В повести «Выше стропила, плотники» писатель цитирует из Веданты: «Брачующиеся должны служить друг другу. Поднимать, поддерживать, учить, укреплять друг друга, но более всего служить друг другу. Воспитывать детей честно, любовно и бережно. Дитя — гость в доме, его надо любить и уважать, но не властвовать над ним, ибо оно принадлежит богу». В этом духе — уважения и терпимости — и соблюдены советы, которые дает семилетний Симор родителям и младшим братьям и сестре в письме из летнего лагеря. Четырехлетней сестре Бу-бу он рекомендует не учить алфавит, а запоминать сразу целые слова, чтобы начать как можно скорее бегло читать и писать. Он просит мать позволить Бу-бу самой прочесть эти советы, замечая, что ему и находящемуся вместе с ним в лагере младшему брату Бадди было бы очень приятно получить от сестренки открытку, написанную собственноручно. Несколькими страницами ниже Симор предлагает Бу-бу изменить текст молитвы перед сном, которой та всякий раз старалась избежать, поскольку этот акт был опошлен ее подружками, постоянно прикрывавшимися именем бога, когда они хотели солгать. Симор предлагает Бу-бу молиться некоему безымянному эталону совершенства, не имеющему ни формы, ни смешных атрибутов величия. Этот эталон совершенства, пишет он, всегда может наставить человека на путь истинный, если, оставшись наедине с собой, тот будет вести себя естественно, но так же, как если бы он был на людях. Этот «симоров» (или Сэлинджера?) безымянный эталон совершенства есть, вероятно, не что иное, как изложенные в доступной для детского ума форме идеи о боге и категорический императив Канта.

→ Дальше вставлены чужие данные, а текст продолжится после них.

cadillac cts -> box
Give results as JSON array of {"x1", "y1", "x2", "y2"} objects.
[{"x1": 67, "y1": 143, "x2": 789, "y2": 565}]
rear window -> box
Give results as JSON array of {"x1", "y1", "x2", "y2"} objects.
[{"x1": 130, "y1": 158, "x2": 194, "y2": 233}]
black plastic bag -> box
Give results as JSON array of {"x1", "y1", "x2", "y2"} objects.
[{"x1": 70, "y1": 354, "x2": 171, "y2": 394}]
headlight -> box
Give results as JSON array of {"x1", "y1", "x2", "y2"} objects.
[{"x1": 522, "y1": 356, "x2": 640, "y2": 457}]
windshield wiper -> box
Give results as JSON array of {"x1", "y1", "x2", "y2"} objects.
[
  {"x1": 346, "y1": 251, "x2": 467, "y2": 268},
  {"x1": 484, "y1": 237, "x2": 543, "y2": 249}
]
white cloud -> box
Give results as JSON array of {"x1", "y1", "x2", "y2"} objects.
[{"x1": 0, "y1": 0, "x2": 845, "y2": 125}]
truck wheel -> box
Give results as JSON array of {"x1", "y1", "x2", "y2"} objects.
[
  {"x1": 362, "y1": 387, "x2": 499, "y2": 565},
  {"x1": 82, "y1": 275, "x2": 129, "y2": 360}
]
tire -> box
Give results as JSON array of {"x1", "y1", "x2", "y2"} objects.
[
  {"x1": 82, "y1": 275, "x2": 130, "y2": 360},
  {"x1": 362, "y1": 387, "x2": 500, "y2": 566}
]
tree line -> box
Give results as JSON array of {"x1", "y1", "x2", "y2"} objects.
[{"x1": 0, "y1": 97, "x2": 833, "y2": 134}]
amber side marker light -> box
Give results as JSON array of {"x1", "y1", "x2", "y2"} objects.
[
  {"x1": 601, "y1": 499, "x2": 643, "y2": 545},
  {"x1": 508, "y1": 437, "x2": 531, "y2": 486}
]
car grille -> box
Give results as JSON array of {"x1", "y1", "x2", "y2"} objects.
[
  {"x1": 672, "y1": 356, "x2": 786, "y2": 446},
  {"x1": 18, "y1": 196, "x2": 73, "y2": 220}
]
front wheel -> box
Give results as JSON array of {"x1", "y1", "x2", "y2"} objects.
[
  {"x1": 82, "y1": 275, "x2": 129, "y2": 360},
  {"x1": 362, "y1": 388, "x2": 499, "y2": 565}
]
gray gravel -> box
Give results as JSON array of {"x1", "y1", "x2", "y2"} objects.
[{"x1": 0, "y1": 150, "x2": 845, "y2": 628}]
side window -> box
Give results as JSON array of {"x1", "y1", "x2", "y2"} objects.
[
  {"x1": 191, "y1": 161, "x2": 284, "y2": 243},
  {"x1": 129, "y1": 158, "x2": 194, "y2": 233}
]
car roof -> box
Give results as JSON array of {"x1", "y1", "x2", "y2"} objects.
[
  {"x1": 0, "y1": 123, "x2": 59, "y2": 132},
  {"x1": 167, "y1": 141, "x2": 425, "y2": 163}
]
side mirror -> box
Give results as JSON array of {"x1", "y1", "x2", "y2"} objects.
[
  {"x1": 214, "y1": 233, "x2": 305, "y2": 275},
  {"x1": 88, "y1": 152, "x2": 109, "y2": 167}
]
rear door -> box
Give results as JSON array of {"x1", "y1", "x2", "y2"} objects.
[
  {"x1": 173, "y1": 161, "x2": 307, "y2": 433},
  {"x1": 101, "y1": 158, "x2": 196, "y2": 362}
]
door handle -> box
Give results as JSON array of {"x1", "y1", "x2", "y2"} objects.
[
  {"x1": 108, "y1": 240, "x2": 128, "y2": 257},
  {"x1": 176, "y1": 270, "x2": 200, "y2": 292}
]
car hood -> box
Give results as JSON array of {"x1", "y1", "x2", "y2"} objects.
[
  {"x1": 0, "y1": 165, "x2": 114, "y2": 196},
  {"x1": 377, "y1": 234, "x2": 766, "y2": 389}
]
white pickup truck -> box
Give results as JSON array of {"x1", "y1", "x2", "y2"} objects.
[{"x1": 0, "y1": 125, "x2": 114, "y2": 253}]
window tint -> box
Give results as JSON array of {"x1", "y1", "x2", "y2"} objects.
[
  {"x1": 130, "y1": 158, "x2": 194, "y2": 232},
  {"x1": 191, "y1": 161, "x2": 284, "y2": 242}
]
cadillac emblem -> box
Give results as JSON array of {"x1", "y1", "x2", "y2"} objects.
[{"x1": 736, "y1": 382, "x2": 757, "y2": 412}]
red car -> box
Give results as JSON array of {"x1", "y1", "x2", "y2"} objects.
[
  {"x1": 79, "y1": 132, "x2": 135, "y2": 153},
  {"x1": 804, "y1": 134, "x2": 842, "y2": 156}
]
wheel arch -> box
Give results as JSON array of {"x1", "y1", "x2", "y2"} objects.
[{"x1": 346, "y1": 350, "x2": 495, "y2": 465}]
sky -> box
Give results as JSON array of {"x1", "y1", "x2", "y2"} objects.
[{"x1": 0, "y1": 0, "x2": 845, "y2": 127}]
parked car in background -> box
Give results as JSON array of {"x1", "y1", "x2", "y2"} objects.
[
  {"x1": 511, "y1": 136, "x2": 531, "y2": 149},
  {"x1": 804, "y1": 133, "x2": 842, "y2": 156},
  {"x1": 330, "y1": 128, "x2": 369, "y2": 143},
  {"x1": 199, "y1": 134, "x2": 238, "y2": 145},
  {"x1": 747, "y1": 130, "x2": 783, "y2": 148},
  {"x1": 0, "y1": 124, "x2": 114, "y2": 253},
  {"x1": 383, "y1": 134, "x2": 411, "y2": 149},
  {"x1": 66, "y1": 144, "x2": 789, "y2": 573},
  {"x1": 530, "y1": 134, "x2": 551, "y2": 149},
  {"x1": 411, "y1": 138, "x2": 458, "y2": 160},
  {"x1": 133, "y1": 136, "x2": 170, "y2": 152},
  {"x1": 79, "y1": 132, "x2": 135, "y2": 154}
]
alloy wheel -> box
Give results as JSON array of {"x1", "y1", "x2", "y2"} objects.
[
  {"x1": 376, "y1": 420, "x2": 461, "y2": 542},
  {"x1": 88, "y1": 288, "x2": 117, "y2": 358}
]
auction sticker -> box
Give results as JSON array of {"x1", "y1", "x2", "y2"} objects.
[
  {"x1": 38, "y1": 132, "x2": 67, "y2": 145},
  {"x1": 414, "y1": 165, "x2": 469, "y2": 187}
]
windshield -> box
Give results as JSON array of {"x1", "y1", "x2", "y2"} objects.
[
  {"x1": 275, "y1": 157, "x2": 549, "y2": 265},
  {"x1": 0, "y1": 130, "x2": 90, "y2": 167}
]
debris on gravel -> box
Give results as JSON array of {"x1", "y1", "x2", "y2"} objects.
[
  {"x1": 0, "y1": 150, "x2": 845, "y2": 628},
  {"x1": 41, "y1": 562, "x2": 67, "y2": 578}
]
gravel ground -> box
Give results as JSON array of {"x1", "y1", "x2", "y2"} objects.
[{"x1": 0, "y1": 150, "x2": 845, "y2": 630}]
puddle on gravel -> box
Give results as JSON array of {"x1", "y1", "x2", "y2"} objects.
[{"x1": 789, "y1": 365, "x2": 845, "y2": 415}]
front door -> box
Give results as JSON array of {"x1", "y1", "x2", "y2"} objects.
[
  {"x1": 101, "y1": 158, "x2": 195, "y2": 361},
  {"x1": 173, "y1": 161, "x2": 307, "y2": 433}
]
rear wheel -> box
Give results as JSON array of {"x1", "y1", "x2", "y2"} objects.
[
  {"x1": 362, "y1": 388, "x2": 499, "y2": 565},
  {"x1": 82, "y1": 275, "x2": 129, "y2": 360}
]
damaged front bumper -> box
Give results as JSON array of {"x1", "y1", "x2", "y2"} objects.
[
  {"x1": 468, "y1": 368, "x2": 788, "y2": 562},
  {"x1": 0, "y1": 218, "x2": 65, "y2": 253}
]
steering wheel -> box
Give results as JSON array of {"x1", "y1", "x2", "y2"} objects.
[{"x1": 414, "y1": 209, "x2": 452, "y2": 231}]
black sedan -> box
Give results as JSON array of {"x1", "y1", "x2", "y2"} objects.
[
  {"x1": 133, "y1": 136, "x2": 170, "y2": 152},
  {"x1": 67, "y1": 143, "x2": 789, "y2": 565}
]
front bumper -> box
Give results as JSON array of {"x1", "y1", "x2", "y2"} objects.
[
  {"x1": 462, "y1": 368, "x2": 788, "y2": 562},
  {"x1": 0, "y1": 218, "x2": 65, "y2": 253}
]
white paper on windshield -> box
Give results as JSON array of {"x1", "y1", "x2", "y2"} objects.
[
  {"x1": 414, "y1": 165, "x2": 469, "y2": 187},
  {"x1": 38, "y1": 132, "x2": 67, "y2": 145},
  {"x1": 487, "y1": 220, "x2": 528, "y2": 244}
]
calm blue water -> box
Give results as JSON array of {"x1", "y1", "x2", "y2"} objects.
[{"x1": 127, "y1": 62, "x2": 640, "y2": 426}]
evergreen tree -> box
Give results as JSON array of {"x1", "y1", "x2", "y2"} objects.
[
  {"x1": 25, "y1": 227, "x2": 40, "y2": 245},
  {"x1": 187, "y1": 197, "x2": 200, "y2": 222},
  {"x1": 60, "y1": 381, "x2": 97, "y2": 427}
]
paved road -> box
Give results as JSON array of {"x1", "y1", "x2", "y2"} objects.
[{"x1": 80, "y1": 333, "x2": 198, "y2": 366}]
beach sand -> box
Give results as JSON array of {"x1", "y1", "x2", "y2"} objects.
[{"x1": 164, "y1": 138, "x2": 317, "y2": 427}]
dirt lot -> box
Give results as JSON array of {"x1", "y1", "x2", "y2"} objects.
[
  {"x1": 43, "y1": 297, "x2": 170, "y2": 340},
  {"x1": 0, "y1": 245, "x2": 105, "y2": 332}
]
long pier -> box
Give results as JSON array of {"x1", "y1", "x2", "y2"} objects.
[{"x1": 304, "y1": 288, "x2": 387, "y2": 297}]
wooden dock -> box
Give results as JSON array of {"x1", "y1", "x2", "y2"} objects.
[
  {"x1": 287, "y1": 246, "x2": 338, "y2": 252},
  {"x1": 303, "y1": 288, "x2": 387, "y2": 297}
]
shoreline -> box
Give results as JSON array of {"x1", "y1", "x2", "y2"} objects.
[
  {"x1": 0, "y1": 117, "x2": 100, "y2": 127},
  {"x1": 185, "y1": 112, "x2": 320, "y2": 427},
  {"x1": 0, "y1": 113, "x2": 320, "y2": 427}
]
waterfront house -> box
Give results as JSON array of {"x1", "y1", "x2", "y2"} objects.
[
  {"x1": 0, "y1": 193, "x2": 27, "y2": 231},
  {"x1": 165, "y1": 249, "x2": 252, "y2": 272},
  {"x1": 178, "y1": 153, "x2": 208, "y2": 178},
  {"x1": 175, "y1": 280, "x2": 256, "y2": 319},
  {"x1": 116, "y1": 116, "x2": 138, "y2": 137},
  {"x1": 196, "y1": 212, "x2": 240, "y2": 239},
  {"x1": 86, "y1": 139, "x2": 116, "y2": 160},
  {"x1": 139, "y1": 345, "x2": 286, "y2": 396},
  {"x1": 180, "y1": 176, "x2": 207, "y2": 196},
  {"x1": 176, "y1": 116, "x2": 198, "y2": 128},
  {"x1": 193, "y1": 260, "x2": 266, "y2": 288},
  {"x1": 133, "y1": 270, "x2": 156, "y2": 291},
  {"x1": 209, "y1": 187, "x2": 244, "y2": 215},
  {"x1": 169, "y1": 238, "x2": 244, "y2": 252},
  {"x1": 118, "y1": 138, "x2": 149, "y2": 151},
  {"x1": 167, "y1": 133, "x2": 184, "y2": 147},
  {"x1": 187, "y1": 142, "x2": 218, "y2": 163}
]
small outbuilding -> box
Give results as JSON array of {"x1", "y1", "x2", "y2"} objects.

Трехлетним близнецам Уолту и Уэйкеру Симор советует не лениться, ссылаясь на жару, а регулярно тренироваться, совершенствуясь в избранной ими профессии (Уолт учится танцевать чечетку, а Уэйкер — жонглировать). Симор пишет, что ни он, ни Бадди (которому пять лет) не одобряют их намерений, но коль скоро мальчики пока каждый от своей мечты не отказались, не следует манкировать собственным свободным выбором и пренебрегать тренировками. Здесь уже налицо, вероятно, положения волюнтаризма, изложенные в опять-таки понятной для начинающего развиваться ума форме.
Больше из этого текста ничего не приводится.